DNA TimeLine

By: Faizon Jones

Oswald Avery (1920-1949)

By the 1940s, scientists understanding of the principles of inheritance had moved on considerably - genes were known to be the discrete units of heredity, as well as generating the enzymes which controlled metabolic functions. However, it wasn't until 1944 that deoxyribonucleic acid (DNA) was identified as the 'transforming principle'.

Erwin Chargaff (1950-1954)

In 1944, scientist Erwin Chargaff had read Oswald Avery's scientific Paper, which identified DNA as the substance responsible for heredity. The paper had a huge impact on Chargaff and changed the future course of his career. He later recollected, “Avery gave us the first text of a new language, or rather he showed us where to look for it. I resolved to search for this text. Consequently, I decided to relinquish all that we had been working on or to bring it to a quick conclusion”.

Rosalind Franklin (1950-1954)

Rosalind Franklin was born in London in 1920 and conducted a large portion of the research which eventually led to the understanding of the structure of DNA - a major achievement at a time when only men were allowed in some universities' dining rooms. After achieving a doctorate in physical chemistry from Cambridge University in 1945, she spent three years at the Laboratoire Central des Services Chimiques de L'Etat in Paris, learning the X-Ray diffraction techniques that would make her name. Then, in 1951, she returned to London to work as a research associate in John Randall's laboratory at King's College.

James Watson and Francis Crick (1950-1954)
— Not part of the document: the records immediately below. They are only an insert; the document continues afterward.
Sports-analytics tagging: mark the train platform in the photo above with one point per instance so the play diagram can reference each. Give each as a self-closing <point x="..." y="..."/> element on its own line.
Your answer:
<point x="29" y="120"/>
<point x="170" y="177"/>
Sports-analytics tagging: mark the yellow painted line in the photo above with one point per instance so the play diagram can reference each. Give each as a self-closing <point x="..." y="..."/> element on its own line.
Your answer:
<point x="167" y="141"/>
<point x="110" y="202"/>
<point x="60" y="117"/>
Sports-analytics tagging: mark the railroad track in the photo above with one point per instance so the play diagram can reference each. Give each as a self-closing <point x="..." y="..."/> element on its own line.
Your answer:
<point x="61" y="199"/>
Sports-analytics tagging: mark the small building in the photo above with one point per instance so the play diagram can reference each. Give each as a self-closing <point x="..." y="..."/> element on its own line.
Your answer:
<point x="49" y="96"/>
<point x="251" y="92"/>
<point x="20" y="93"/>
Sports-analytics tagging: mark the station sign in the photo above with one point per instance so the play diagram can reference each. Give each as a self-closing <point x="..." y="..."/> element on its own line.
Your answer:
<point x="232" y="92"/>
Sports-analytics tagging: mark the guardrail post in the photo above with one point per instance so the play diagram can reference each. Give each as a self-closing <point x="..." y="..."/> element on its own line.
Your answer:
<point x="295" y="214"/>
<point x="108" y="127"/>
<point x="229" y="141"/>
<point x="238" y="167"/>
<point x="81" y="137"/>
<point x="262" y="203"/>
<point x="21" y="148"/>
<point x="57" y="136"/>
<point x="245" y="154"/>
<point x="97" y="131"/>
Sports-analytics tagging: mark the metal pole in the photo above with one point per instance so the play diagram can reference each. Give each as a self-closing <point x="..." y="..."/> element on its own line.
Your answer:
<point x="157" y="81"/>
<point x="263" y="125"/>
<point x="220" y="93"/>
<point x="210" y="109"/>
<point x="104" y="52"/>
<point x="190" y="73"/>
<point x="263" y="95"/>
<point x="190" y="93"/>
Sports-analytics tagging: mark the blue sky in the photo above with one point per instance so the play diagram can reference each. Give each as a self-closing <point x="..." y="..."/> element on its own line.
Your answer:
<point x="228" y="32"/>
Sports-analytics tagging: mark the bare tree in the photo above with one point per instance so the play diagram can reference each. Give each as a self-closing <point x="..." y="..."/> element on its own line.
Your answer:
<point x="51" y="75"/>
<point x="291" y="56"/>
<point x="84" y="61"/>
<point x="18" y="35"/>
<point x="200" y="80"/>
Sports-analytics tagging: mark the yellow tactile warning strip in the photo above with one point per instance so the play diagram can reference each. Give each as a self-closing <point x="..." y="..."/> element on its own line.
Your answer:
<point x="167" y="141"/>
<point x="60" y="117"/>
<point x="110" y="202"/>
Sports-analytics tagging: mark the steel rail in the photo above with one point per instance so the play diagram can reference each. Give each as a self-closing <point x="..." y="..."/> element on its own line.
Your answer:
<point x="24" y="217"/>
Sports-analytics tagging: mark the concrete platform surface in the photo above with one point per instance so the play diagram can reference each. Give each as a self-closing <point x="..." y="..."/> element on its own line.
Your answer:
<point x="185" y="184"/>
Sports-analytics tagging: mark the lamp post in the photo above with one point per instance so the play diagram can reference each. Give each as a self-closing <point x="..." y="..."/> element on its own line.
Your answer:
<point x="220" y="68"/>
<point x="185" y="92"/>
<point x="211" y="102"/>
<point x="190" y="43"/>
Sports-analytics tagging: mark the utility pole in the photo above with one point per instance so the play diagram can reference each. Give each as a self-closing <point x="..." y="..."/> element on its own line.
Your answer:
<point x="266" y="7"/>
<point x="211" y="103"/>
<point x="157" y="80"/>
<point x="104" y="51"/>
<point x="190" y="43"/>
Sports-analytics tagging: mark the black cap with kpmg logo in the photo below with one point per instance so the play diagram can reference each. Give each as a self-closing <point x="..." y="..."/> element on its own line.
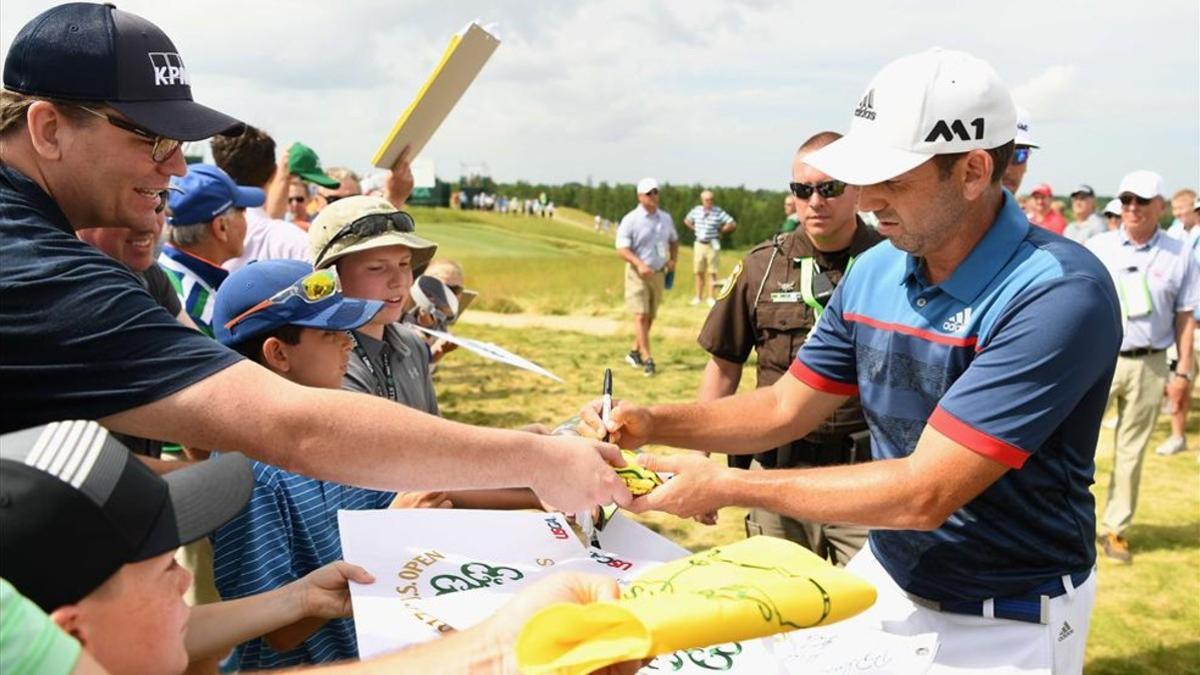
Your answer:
<point x="88" y="52"/>
<point x="76" y="506"/>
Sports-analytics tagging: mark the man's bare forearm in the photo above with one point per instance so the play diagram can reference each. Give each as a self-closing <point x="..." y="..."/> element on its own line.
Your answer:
<point x="747" y="423"/>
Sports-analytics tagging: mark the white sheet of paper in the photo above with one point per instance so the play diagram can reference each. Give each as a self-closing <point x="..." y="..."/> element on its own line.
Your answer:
<point x="451" y="568"/>
<point x="489" y="351"/>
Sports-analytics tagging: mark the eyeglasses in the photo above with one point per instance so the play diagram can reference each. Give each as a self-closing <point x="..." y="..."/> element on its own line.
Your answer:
<point x="828" y="189"/>
<point x="1129" y="198"/>
<point x="312" y="287"/>
<point x="162" y="148"/>
<point x="371" y="225"/>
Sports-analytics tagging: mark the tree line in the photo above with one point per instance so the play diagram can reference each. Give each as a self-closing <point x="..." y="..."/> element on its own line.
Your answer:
<point x="759" y="213"/>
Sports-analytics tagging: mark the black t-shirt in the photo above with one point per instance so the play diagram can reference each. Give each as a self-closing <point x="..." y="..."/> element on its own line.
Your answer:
<point x="79" y="335"/>
<point x="161" y="290"/>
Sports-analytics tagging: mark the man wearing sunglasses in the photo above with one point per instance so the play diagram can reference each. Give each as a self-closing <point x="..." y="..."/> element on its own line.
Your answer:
<point x="83" y="339"/>
<point x="982" y="350"/>
<point x="1159" y="286"/>
<point x="1024" y="145"/>
<point x="772" y="304"/>
<point x="205" y="228"/>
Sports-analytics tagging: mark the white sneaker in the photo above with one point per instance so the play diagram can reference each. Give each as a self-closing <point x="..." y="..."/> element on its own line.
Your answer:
<point x="1173" y="446"/>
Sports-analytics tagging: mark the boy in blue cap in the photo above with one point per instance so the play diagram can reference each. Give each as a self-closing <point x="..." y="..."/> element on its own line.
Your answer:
<point x="292" y="321"/>
<point x="205" y="228"/>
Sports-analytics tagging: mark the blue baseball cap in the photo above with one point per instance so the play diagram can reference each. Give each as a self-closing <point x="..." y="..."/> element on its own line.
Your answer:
<point x="91" y="52"/>
<point x="258" y="281"/>
<point x="207" y="192"/>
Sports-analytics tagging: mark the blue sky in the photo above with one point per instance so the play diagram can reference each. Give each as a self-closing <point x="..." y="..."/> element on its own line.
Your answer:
<point x="701" y="91"/>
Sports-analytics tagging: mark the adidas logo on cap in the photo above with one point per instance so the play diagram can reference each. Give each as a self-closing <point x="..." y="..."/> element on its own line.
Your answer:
<point x="865" y="108"/>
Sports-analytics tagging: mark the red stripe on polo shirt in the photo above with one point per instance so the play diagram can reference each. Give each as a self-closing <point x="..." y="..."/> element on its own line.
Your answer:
<point x="977" y="441"/>
<point x="915" y="332"/>
<point x="820" y="382"/>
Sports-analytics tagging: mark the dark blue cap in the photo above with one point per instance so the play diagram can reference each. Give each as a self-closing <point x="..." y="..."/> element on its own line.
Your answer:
<point x="207" y="192"/>
<point x="258" y="281"/>
<point x="87" y="52"/>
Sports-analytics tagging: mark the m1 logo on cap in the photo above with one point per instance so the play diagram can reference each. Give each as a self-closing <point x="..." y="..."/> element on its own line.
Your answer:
<point x="865" y="108"/>
<point x="168" y="70"/>
<point x="942" y="131"/>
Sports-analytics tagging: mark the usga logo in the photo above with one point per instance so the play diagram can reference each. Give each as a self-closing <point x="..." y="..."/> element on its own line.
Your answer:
<point x="168" y="69"/>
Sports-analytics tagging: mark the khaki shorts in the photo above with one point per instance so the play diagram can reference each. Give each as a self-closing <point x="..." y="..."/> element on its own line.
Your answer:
<point x="706" y="260"/>
<point x="643" y="296"/>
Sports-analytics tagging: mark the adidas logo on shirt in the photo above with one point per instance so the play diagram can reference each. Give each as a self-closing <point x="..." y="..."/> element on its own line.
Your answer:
<point x="865" y="108"/>
<point x="168" y="69"/>
<point x="958" y="322"/>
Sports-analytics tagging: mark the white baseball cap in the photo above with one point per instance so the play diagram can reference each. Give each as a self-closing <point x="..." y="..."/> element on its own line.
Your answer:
<point x="918" y="106"/>
<point x="1145" y="184"/>
<point x="1023" y="129"/>
<point x="646" y="185"/>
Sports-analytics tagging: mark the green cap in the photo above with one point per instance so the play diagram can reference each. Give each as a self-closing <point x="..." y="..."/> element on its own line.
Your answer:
<point x="303" y="161"/>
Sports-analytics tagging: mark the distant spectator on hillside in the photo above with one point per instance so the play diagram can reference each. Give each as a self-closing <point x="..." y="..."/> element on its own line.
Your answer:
<point x="250" y="160"/>
<point x="708" y="222"/>
<point x="1087" y="223"/>
<point x="298" y="204"/>
<point x="649" y="245"/>
<point x="1042" y="214"/>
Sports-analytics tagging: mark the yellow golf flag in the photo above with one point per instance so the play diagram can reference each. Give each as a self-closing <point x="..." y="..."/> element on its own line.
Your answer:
<point x="747" y="590"/>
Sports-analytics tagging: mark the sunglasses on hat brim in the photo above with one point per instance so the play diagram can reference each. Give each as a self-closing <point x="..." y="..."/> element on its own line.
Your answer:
<point x="312" y="287"/>
<point x="371" y="225"/>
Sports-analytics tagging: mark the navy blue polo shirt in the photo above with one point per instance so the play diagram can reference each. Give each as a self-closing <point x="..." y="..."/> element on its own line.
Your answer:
<point x="1011" y="357"/>
<point x="79" y="335"/>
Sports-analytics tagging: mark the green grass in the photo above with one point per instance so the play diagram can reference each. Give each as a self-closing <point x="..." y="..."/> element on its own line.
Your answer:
<point x="1147" y="615"/>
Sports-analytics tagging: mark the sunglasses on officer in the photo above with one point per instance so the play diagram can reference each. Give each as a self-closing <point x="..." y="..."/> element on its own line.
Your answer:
<point x="370" y="225"/>
<point x="1131" y="198"/>
<point x="828" y="190"/>
<point x="161" y="148"/>
<point x="312" y="287"/>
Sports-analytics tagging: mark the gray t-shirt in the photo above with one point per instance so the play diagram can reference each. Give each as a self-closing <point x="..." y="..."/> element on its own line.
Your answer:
<point x="409" y="360"/>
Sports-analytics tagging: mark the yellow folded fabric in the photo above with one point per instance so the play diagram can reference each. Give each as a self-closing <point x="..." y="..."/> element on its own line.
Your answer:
<point x="747" y="590"/>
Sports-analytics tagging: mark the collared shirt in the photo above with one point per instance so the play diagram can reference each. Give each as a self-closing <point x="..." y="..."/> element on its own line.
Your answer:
<point x="287" y="530"/>
<point x="708" y="222"/>
<point x="763" y="311"/>
<point x="79" y="335"/>
<point x="270" y="239"/>
<point x="649" y="236"/>
<point x="1012" y="357"/>
<point x="196" y="281"/>
<point x="409" y="364"/>
<point x="1084" y="230"/>
<point x="1170" y="274"/>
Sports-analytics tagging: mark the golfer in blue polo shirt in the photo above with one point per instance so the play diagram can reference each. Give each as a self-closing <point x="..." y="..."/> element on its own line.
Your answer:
<point x="982" y="350"/>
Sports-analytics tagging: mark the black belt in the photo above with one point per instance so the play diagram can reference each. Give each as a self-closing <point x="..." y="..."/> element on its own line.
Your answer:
<point x="1141" y="352"/>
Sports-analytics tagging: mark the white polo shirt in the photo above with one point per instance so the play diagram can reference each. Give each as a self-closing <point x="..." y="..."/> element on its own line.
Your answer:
<point x="1171" y="274"/>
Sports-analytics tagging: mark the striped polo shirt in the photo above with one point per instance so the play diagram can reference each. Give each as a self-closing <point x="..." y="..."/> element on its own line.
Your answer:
<point x="707" y="223"/>
<point x="288" y="529"/>
<point x="1012" y="357"/>
<point x="196" y="281"/>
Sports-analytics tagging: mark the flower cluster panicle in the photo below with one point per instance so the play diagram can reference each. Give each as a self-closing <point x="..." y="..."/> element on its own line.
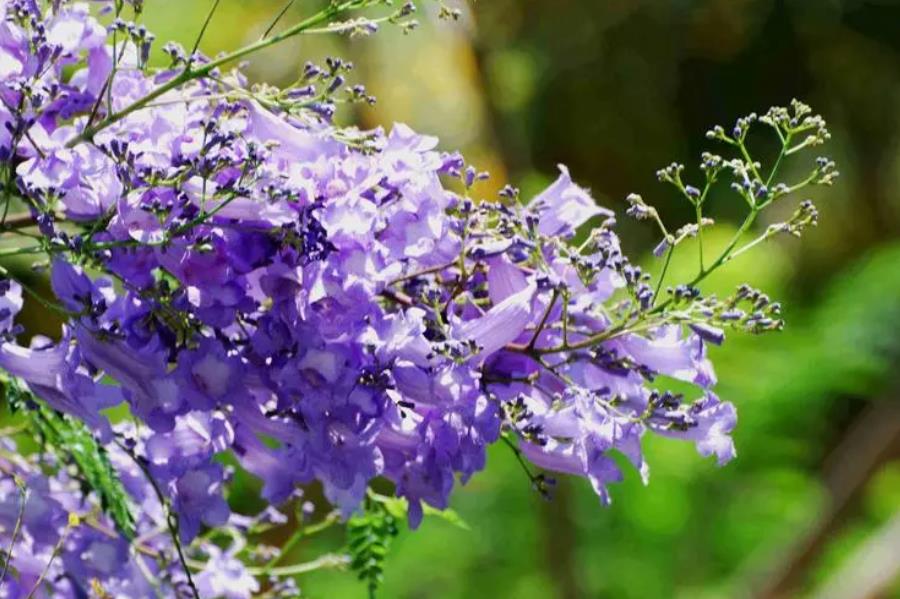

In 1951, James Watson visited Cambridge University and happened to meet Francis Crick. Despite an age difference of 12 years, the pair immediately hit it off and Watson remained at the university to study the structure of DNA at Cavendish Laboratory.

*Fredrick Griffith (1928)

By the early 1928s, molecular biologists had made incredible advances. They could now decipher the genetic code and spell out the sequence of amino acids in proteins. However, further developments in the field were being held back by the inability to easily read the precise nucleotide sequences of DNA.